How to choose a different Deep-Learning Model Architecture

Today I’ll go through how to find and test different deep-learning architectures from Pytorch Image Models (timm) library made available here by Ross Wightman and use them in our models.

1. Using timm - PyTorch Image Models

1.1 Introduction

What are timm’s models? They’re mathematical functions (i.e. application of matrix multiplication, non-linearities e.g. ReLu’s)

Reference: “Which image model are best” - Jeremy Howard
Reference: “timm” - Ross Wightman

We want to know 3 things:
1. how fast are they? You’d want models in top left of chart.
2. how much memory?
3. how accurate are they? Lower error rate the better.

[Future iteration I]: A formalised metholodgy to decide what is fast enough, appropriate memory-use, and what is accurate enough for our use-cases.

There is a useful high-level chart from Jeremy’s notebook charting accuracy (Y-axis) vs secs per sample (X-axis):

I chose to use a model from the convnext family due to its balance of high accuracy and speed.

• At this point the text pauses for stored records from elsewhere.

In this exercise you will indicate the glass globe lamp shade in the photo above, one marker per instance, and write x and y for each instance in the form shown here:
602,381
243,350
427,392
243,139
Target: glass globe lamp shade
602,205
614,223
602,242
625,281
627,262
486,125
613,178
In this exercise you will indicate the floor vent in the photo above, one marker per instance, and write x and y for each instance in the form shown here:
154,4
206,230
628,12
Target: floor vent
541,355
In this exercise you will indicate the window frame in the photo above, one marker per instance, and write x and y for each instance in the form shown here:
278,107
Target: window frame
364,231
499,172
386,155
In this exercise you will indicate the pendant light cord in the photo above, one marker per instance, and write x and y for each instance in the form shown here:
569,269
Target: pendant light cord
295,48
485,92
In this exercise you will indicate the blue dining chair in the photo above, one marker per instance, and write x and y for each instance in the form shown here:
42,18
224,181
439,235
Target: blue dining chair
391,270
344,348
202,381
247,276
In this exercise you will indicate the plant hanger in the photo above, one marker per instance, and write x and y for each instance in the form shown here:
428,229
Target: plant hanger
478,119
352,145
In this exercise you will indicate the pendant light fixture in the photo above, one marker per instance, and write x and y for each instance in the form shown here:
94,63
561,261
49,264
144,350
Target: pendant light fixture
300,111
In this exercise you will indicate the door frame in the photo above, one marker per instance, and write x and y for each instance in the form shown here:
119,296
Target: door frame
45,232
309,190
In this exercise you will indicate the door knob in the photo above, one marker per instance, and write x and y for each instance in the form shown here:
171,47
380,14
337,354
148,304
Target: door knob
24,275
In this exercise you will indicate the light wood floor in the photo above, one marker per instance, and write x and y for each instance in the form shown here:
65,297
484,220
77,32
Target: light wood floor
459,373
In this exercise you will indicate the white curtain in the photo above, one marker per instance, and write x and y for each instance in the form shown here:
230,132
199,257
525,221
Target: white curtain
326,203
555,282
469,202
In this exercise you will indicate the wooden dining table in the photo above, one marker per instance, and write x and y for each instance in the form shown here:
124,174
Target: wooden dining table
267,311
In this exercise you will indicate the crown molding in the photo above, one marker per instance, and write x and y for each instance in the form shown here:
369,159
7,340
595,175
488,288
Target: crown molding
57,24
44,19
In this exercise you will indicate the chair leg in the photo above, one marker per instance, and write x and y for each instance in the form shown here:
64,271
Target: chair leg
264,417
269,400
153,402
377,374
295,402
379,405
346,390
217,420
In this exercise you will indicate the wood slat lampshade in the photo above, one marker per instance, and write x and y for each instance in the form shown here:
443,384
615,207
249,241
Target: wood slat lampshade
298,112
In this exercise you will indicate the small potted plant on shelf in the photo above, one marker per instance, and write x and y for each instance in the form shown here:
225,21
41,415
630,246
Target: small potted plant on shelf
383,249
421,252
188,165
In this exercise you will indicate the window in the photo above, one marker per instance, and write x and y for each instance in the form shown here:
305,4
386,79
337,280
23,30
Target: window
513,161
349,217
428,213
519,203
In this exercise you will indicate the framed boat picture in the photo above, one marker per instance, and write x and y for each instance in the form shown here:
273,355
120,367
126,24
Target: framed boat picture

[Future iteration II]: Some more formalised methodology on choosing the architecture. Jeremy does mention architecture should be the one last thing things to worry about and he usually builds from resnet and tests whether it is, accurate enough and fast enough, then iterate from there.

1.2 Import timm library

import timm

1.3 List available model architectures and choose one

timm.list_models('convnext*') # * wild card searches

['convnext_atto',
 'convnext_atto_ols',
 'convnext_base',
 'convnext_femto',
 'convnext_femto_ols',
 'convnext_large',
 'convnext_large_mlp',
 'convnext_nano',
 'convnext_nano_ols',
 'convnext_pico',
 'convnext_pico_ols',
 'convnext_small',
 'convnext_tiny',
 'convnext_tiny_hnf',
 'convnext_xlarge',
 'convnext_xxlarge',
 'convnextv2_atto',
 'convnextv2_base',
 'convnextv2_femto',
 'convnextv2_huge',
 'convnextv2_large',
 'convnextv2_nano',
 'convnextv2_pico',
 'convnextv2_small',
 'convnextv2_tiny']

2. Create your Learner with a timm model

2.1 Get your data

from fastai.vision.all import *
path = untar_data(URLs.PETS)/'images'

2.2 Prepare your Functions

def is_cat(x): return x[0].isupper()

2.3 Load your DataLoader

dls = ImageDataLoaders.from_name_func('.',
    get_image_files(path), valid_pct=0.2, seed=42,
    label_func=is_cat,
    item_tfms=Resize(192))

2.4 Build your Learner

learn_conv = vision_learner(dls, 'convnext_tiny', metrics=error_rate).to_fp16()
learn_resn = vision_learner(dls, 'resnet18', metrics=error_rate).to_fp16()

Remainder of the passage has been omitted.